Tyson Perez was delivered by cesarean section in August 2011 at St. Agnes Medical Center and rushed to Valley Children’s Hospital’s Neonatal Intensive Care Unit. Nearly eight years later, he remains the smallest surviving “micro-preemie” ever cared for at Valley Children’s.
The girl, known publicly by the name her nurses gave her — “Saybie” — is the world’s smallest baby ever to survive, according to the Tiny Baby Registry maintained by the University of Iowa.
The difference in birth weight between Saybie and Tyson is equivalent to a deck of cards.
In 2015, Valley Children’s celebrated Tyson turning 4. His Fresno family said he enjoyed watching professional wrestling and knew how to use an iPad.
An in-house story published by Valley Children’s at the time of the celebration said Tyson and his mother had a difficult pregnancy.

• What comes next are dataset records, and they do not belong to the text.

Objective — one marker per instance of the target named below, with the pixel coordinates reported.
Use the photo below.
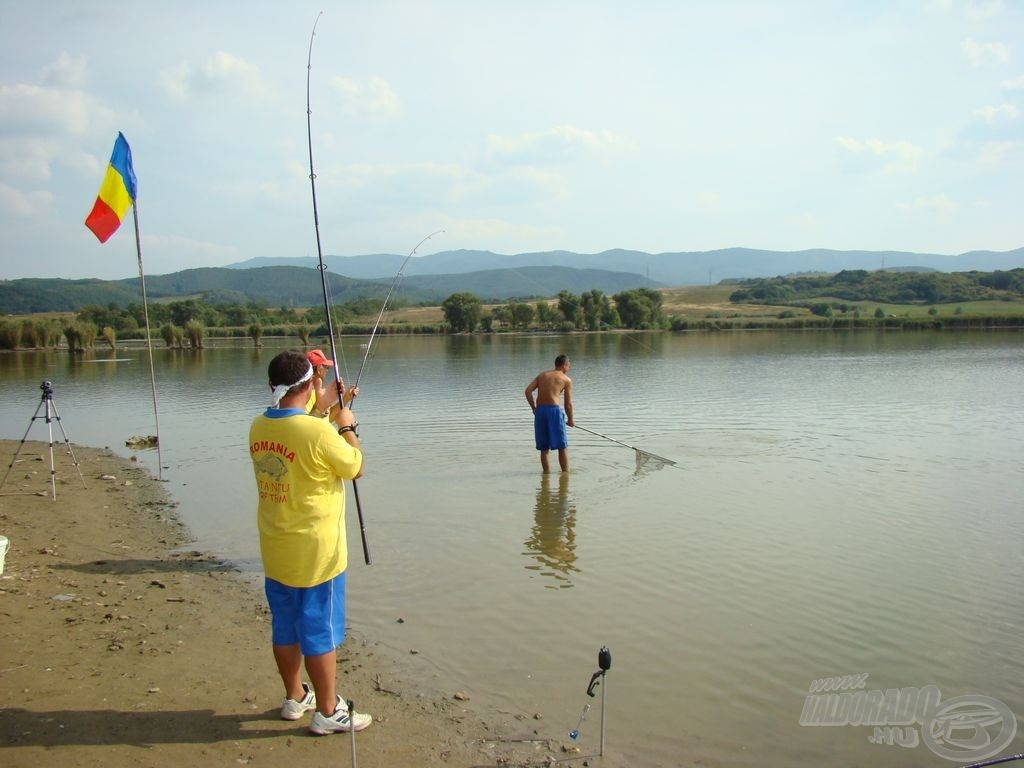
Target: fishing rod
(387, 298)
(323, 271)
(634, 448)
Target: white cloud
(38, 111)
(188, 252)
(899, 156)
(934, 204)
(375, 98)
(981, 53)
(66, 72)
(997, 155)
(221, 74)
(1003, 112)
(24, 204)
(557, 144)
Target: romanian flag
(116, 195)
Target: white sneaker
(340, 722)
(294, 709)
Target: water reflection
(552, 540)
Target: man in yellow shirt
(300, 464)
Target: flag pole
(148, 340)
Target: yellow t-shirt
(300, 463)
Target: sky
(518, 126)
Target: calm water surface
(843, 504)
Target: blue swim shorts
(549, 428)
(311, 616)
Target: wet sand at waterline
(123, 647)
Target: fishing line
(394, 285)
(642, 456)
(324, 283)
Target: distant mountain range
(295, 282)
(681, 268)
(300, 286)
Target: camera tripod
(47, 404)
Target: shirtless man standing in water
(549, 421)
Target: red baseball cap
(316, 357)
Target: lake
(842, 504)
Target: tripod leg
(22, 443)
(74, 458)
(49, 430)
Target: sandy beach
(124, 647)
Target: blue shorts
(311, 616)
(549, 428)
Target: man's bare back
(553, 388)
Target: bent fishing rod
(323, 271)
(387, 297)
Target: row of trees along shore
(805, 302)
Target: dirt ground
(120, 646)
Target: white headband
(282, 389)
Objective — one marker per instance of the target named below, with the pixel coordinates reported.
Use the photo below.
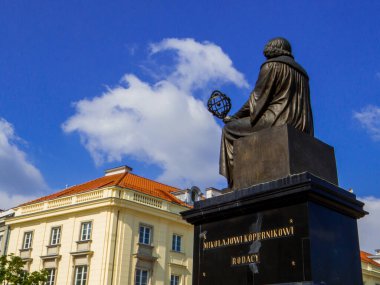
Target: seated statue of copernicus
(281, 96)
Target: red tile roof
(364, 257)
(124, 180)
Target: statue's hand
(228, 119)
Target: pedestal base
(296, 230)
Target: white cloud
(369, 225)
(8, 201)
(369, 118)
(18, 176)
(161, 123)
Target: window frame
(49, 281)
(89, 229)
(142, 239)
(138, 281)
(173, 280)
(58, 238)
(175, 239)
(84, 272)
(30, 241)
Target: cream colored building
(117, 229)
(370, 268)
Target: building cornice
(104, 197)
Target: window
(141, 277)
(174, 279)
(80, 275)
(51, 276)
(176, 243)
(55, 237)
(145, 234)
(86, 231)
(27, 240)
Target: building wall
(371, 274)
(115, 222)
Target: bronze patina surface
(281, 96)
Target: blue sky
(89, 85)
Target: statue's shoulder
(288, 60)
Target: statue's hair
(277, 47)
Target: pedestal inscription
(297, 230)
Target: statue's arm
(243, 112)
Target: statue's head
(277, 47)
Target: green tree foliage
(12, 272)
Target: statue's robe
(281, 96)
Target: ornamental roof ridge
(123, 180)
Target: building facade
(117, 229)
(4, 230)
(370, 268)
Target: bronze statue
(281, 96)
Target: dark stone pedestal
(295, 230)
(278, 152)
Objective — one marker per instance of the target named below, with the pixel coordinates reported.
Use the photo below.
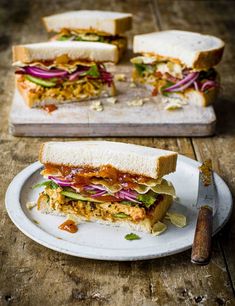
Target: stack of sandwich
(59, 72)
(179, 65)
(72, 66)
(176, 64)
(107, 182)
(92, 26)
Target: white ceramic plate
(107, 242)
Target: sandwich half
(179, 65)
(107, 182)
(92, 26)
(61, 72)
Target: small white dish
(107, 242)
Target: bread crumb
(136, 102)
(173, 103)
(133, 85)
(120, 77)
(112, 100)
(31, 205)
(173, 106)
(158, 228)
(35, 221)
(97, 106)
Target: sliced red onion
(45, 74)
(99, 187)
(208, 84)
(196, 86)
(129, 194)
(73, 76)
(184, 83)
(62, 183)
(99, 194)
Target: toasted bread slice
(193, 50)
(128, 158)
(103, 22)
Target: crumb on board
(173, 103)
(97, 106)
(137, 102)
(35, 221)
(133, 85)
(112, 100)
(31, 205)
(120, 77)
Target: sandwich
(60, 72)
(93, 26)
(179, 65)
(106, 182)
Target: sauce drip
(69, 226)
(50, 108)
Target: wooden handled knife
(206, 204)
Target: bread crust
(50, 51)
(200, 60)
(118, 25)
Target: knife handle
(201, 249)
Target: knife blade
(206, 204)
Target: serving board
(119, 119)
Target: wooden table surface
(30, 274)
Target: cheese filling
(167, 76)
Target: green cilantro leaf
(132, 236)
(93, 71)
(120, 215)
(147, 199)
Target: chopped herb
(132, 236)
(49, 184)
(140, 68)
(93, 71)
(162, 89)
(147, 199)
(127, 203)
(120, 215)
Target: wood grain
(33, 275)
(201, 249)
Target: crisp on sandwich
(60, 72)
(107, 182)
(179, 65)
(92, 26)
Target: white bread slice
(101, 21)
(145, 225)
(46, 51)
(128, 158)
(191, 49)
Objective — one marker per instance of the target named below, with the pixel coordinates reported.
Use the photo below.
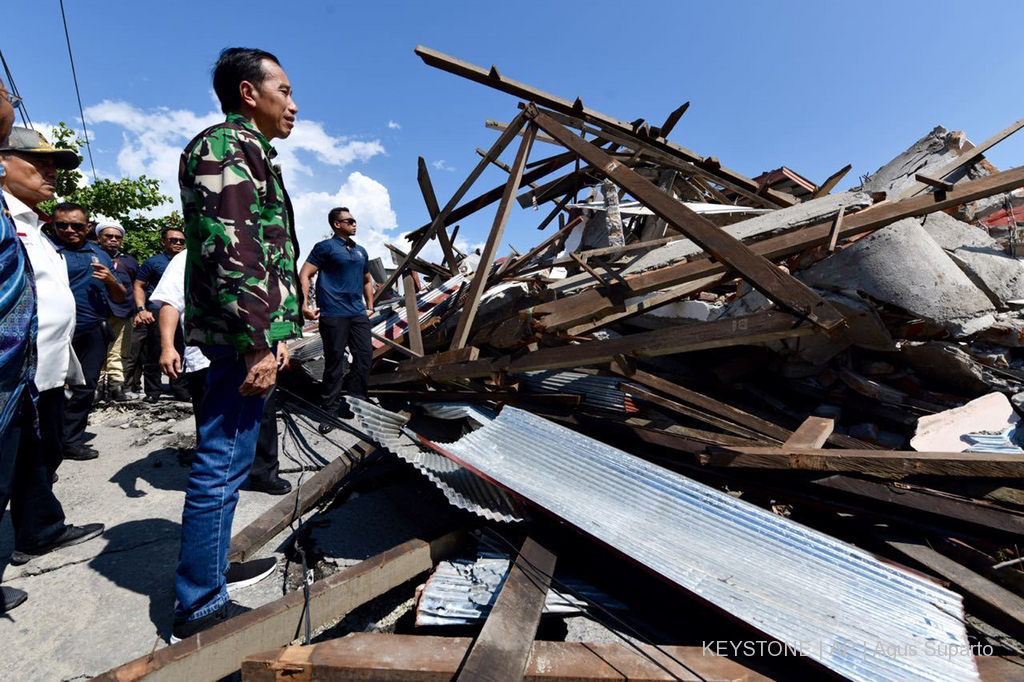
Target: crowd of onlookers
(82, 322)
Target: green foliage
(125, 201)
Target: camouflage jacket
(241, 283)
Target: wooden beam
(496, 151)
(594, 303)
(433, 210)
(812, 433)
(768, 279)
(830, 182)
(382, 657)
(527, 93)
(836, 229)
(413, 314)
(502, 649)
(766, 326)
(876, 462)
(1004, 608)
(218, 651)
(942, 185)
(965, 159)
(252, 538)
(491, 247)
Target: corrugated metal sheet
(463, 488)
(838, 604)
(597, 392)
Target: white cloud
(370, 203)
(152, 142)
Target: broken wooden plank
(1004, 608)
(830, 182)
(489, 250)
(837, 227)
(765, 326)
(768, 279)
(875, 462)
(384, 657)
(594, 303)
(252, 538)
(965, 159)
(433, 210)
(812, 433)
(218, 651)
(527, 93)
(940, 184)
(502, 649)
(496, 151)
(413, 313)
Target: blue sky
(809, 85)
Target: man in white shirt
(170, 295)
(30, 173)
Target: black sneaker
(80, 452)
(12, 597)
(243, 573)
(73, 535)
(276, 485)
(189, 628)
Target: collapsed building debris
(786, 405)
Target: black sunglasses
(60, 224)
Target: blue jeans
(228, 427)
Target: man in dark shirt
(112, 379)
(345, 298)
(91, 283)
(173, 242)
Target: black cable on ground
(78, 93)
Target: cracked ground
(107, 601)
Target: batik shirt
(241, 283)
(17, 321)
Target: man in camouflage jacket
(242, 303)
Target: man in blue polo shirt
(91, 282)
(344, 299)
(173, 243)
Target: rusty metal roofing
(829, 600)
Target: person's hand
(101, 272)
(261, 372)
(284, 357)
(170, 361)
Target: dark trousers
(90, 346)
(337, 334)
(152, 380)
(35, 512)
(265, 465)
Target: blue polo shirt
(91, 304)
(125, 269)
(342, 265)
(153, 268)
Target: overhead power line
(78, 93)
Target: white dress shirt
(57, 363)
(171, 290)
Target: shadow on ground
(161, 469)
(141, 556)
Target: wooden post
(413, 314)
(491, 248)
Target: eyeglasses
(60, 224)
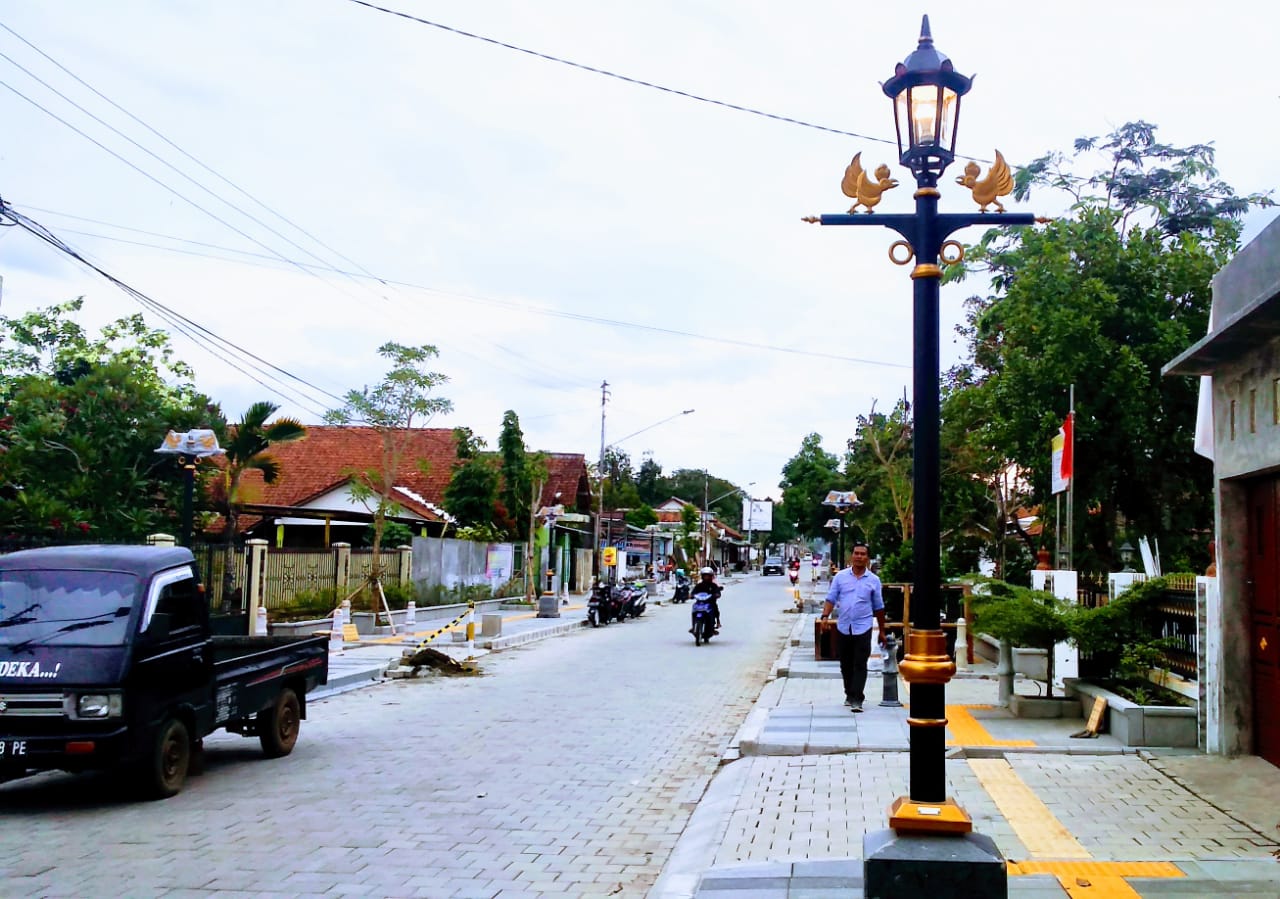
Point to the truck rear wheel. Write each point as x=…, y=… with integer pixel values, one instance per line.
x=165, y=770
x=278, y=725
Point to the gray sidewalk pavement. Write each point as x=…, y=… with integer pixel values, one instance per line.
x=805, y=779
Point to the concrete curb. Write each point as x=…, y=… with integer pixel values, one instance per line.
x=703, y=835
x=498, y=643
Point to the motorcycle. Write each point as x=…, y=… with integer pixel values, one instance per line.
x=681, y=592
x=599, y=610
x=618, y=596
x=638, y=598
x=704, y=620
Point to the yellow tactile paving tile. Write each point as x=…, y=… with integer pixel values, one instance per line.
x=968, y=731
x=1041, y=833
x=1097, y=880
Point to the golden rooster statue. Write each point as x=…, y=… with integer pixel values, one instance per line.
x=987, y=191
x=864, y=190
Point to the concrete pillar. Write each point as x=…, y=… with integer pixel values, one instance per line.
x=336, y=631
x=341, y=565
x=406, y=565
x=256, y=551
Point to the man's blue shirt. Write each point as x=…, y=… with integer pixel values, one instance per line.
x=855, y=601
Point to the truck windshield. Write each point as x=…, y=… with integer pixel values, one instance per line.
x=85, y=608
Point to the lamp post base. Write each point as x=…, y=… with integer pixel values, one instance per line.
x=937, y=866
x=548, y=606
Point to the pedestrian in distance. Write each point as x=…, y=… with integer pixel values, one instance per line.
x=855, y=598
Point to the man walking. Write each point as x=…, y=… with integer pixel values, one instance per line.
x=855, y=597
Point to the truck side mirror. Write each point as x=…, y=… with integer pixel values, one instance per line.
x=160, y=626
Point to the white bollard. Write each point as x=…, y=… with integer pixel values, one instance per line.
x=336, y=631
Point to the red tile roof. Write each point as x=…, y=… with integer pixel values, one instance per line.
x=329, y=455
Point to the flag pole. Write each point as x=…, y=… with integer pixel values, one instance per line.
x=1070, y=487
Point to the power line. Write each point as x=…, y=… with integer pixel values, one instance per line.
x=504, y=304
x=205, y=338
x=156, y=181
x=193, y=159
x=629, y=80
x=698, y=97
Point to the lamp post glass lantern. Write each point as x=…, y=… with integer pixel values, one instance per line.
x=926, y=92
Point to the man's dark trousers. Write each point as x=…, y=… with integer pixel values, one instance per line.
x=854, y=652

The baby was developing incorrectly and the mother, Katie Perez, was diagnosed with preeclampsia, a life-threatening disorder.
“Some suggested we terminate the baby,” Katie Perez said. “We didn’t want to make that choice.”
Tyson Beat Long Odds of Survival
When the mother’s blood pressure soared and platelet count plummeted, the baby was delivered. Based on national data for preemies, he had about a 10% chance of survival.
Tyson beat the odds. He weighed nine pounds when he left Valley Children’s in March 2012. He parents said in 2015 that though Tyson was little behind in height and weight for his age, he had no significant health issues.
“Tyson is a highly unusual occurrence,” Dr. Jeffrey Pietz, Chief of Newborn Medicine at Valley Children’s, said at the time. “He’s an amazing story.”
In San Diego, Saybie was born 23 weeks and three days into her mother’s 40-week pregnancy. Doctors told her father after the birth that he would have about an hour with his daughter before she died.
“But that hour turned into two hours, which turned into a day, which turned into a week,” the mother said in a video released by Sharp Mary Birch Hospital for Women & Newborns.
More than five months have passed, and she has gone home as a healthy infant, weighing 5 pounds.